Tampoco supo manejar la parálisis legislativa. Los últimos tres años y medio, el parlamento se constituyó en el centro de obstrucción a todo intento de cambio: bloquearon el nombramiento de embajadores, atacaron las políticas sociales que se intentaba desarrollar, suspendieron la aplicación del Impuesto a la Renta Personal y para el 2012 aprobaron un presupuesto inflado sin prever los recursos que se necesitarían para ejecutarlo. El Parlamento intentó en más de 20 ocasiones enjuiciar al Lugo, pero el contrapeso hecho por los sectores sociales -especialmente organizaciones campesinas-, la negativa del Partido Liberal y la aprobación popular de Lugo, se lo impidieron.

El empresariado también actuaron –y con papel protagónico- en esa historia. Los agroexportadores y ganaderos siempre confrontaron y rechazaron las reformas mínimas impulsadas por Lugo, incluidos los cambios del sistema tributario. Todo intento de investigar los casos de tierra malhabida fue calificado como persecución a la producción y al trabajo, criminalizando la lucha de sectores campesinos con fuerte apoyo de los medios de comunicación. El esfuerzo del gobierno por regular el uso de agroquímicos y la propiedad de la tierra afectó intereses de estos grupos de poder vinculados a grandes transnacionales y opuestos radicalmente a esas regulaciones.

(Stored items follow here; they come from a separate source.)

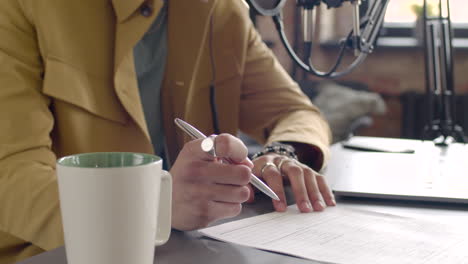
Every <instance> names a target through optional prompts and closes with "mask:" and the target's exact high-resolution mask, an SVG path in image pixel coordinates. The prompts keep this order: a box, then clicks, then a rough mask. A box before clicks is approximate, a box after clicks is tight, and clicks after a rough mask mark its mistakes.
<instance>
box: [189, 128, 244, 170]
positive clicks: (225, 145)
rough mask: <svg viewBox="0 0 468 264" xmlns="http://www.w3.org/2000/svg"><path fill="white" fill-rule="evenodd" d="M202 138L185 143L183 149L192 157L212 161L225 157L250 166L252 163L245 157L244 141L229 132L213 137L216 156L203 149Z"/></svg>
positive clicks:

Completando el rompecabezas

En ese escenario de confrontaciones y amenazas a grandes intereses, se enmarcan tres hechos que ayudan a comprender las acciones y reacciones de los partidos políticos tradicionales antes y durante el juicio político a Lugo:

1) Febrero de 2012. Luego de una crisis en una ocupación campesina en Ñacunday, Lugo interviene el INDERT (Instituto Nacional de Desarrollo Rural y de la Tierra), cuyo nuevo responsable empieza a publicar casos de tierras malhabidas que involucraban a políticos y empresarios muy importantes.

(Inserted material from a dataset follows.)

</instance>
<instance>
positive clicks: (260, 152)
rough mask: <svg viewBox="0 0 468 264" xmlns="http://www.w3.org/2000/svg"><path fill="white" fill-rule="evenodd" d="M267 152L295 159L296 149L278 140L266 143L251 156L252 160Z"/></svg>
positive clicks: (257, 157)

2) 25 de mayo del 2012. Grupos de jóvenes utilizan las redes sociales para movilizar a más de 5.000 personas contra el rechazo de los diputados a un veto del Presidente Lugo. ¿Qué se vetaba? Lugo había dicho no a una reprogramación presupuestaria aprobada por el legislativo, que pretendía entregar más de 150 mil millones de Guaraníes (USD 32 millones) al organismo electoral, donde los parlamentarios emplean a más de 10 mil operadores políticos nombrados por ellos mismos para impulsar sus actividades partidarias. La movilización logra que los parlamentarios acepten el veto, lo que les supuso la pérdida de unos recursos que solían utilizar discrecionalmente para sostener a sus operadores y clientela política; y

3) 15 de junio de 2012. La propiedad reclamada por los campesinos en el caso de Curuguaty dejó en evidencia qué es exactamente una tierra malhabida: miles de hectáreas fueron cedidas irregularmente a Blas Riquelme, empresario amigo del exdictador Stroessner; a pesar de que Riquelme no contaba con títulos de propiedad, un Juez ordenó el desalojo de los campesinos que ocupaban parte de esas tierras. La propiedad fue finalmente adjudicada al empresario por la Corte Suprema de Justicia en un juicio por usucapión.

***

Estos tres hechos pusieron seriamente en tela de juicio el rol del Parlamento y de la justicia y desnudaban los privilegios sostenidos por ese sistema de corrupción judicial y política. Además, sirvieron para que la ciudadanía tomara fuerza y confianza y se movilizara para exigir otras demandas: un sistema de elección más abierta y contra las “listas sábanas” de los partidos políticos; un juicio a miembros de la Corte Suprema de Justicia y la aprobación del Impuesto a la Renta Personal, entre otros.
Los partidos tradicionales empezaban a inquietarse. Necesitaban recuperar el poder y así lo hicieron.